Excerpt from: An Unusual Briefing
Santa Maria del Mar, Havana, summer 1958
Did she know? Could she somehow have sensed it? For indeed, he had been sleeping poorly. Disturbing dreams about the future of his country haunted him.
He didn’t dare open up to Mayte, his wife was emotionally and hands-on involved in ‘the revolution’. The slightest criticism of Castro would end in strife.
And now Marilyn, of all people, wanted to talk to him about this? He didn’t consider her to be an airhead, but he’d never expected her to care too much about Cuba’s predicament.
Natal had assumed she was in Cuba to party; sunny beaches by day, daiquiris and casinos after sunset. That’s what most Americans came here for anyway.
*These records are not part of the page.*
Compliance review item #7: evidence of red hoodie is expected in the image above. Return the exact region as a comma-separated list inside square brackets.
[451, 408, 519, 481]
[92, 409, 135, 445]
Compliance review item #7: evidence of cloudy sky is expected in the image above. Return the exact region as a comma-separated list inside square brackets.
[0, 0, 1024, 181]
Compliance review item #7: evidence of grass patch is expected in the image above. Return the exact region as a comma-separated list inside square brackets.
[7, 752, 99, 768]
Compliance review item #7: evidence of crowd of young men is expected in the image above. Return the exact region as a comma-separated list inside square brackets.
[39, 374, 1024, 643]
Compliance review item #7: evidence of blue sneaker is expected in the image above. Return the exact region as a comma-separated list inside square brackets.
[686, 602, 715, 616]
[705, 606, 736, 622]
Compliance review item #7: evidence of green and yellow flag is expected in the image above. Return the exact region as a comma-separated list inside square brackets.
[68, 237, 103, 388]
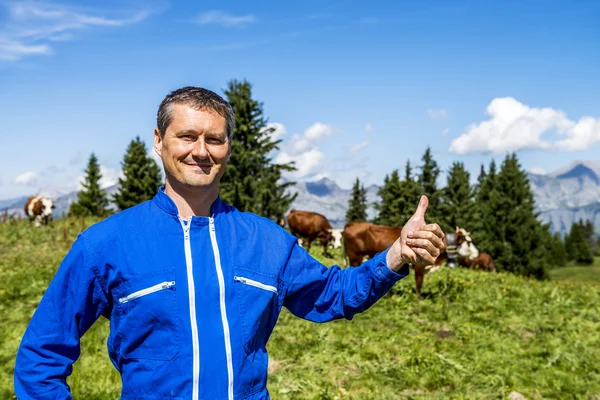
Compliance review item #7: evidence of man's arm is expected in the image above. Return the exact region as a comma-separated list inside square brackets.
[283, 243, 409, 322]
[283, 196, 444, 322]
[14, 235, 109, 399]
Of course there was talk among the foreigners about what was brewing, but the average tourist without business interest didn’t bother much.
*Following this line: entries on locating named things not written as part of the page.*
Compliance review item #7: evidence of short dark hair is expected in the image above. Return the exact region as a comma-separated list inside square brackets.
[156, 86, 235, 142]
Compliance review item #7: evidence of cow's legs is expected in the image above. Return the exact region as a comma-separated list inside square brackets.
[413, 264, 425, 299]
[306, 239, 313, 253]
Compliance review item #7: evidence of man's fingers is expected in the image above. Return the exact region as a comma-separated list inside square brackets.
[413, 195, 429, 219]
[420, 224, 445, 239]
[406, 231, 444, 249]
And if next year Cuba wasn’t an option to spend the holidays, they would go some place else. Too bad, but not the end of the world.., for them.
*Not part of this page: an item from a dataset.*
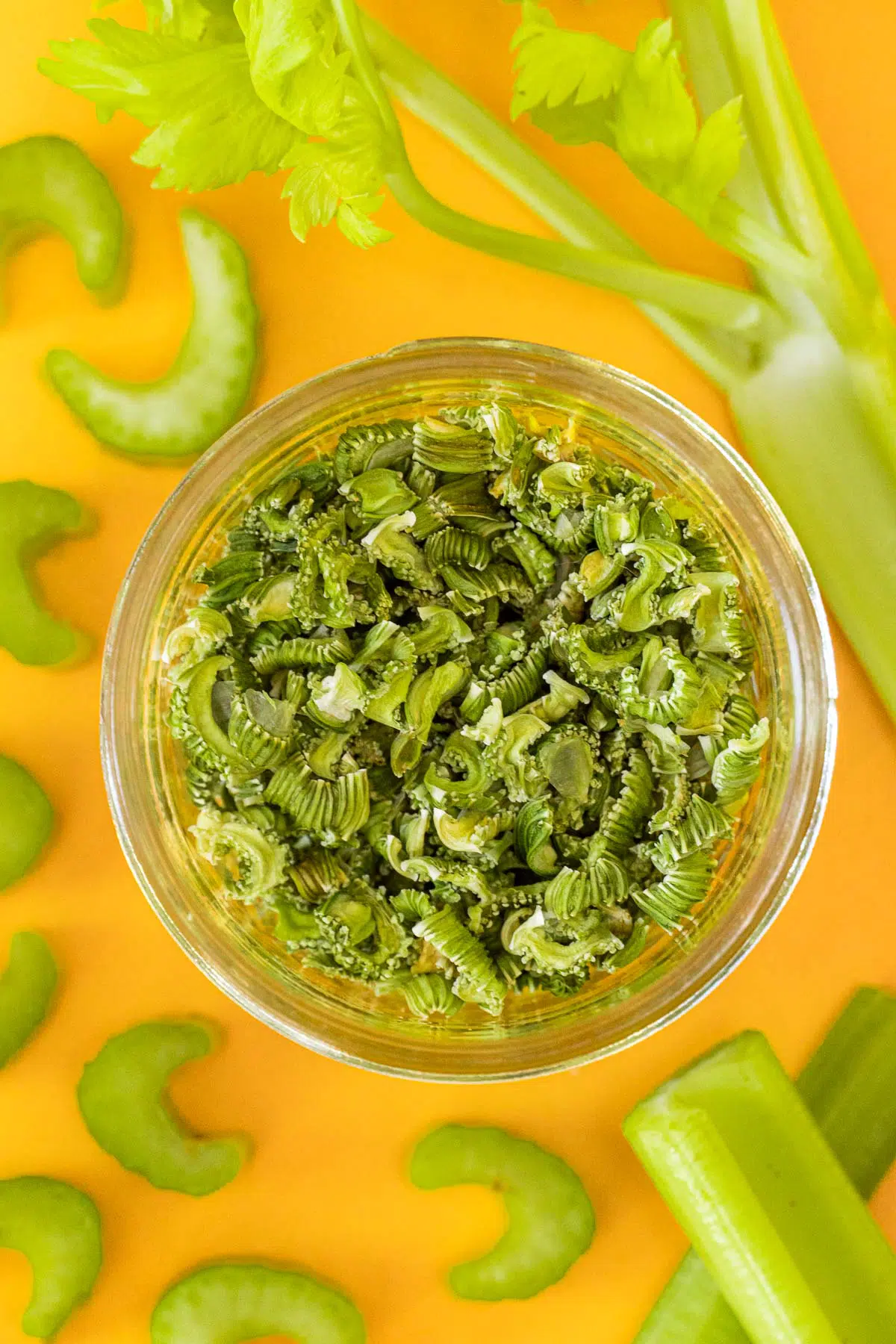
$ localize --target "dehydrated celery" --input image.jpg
[167,403,767,1016]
But Natal had nightmares about the future of his island. Mostly along the lines of shops, hotels and restaurants in decline; the laughter, the chatter, the music and clinking of glasses hushed.
In a recurring dream he’d roam endlessly through the streets of old Havana, and all he saw were gray faces and gray buildings, never a ray of sunlight.
Where were the colorful buildings and the chatty people he was accustomed to? The banjos, the music? The bravado’s driving garish colored cars while flaunting girls from Miami? Where were the locals; no more gossiping in front of busy shops?
The people he saw he did not recognize. They were carrying a burden of which Natal witnessed it’s manifestation; around their heads he saw swirling threads of fear, which slowly intertwined in unity. This dreadful mass then gathered above the city, creating compact clouds of a smoke-like substance.
He would then wake up in a sweat, the ominous feeling still lingered.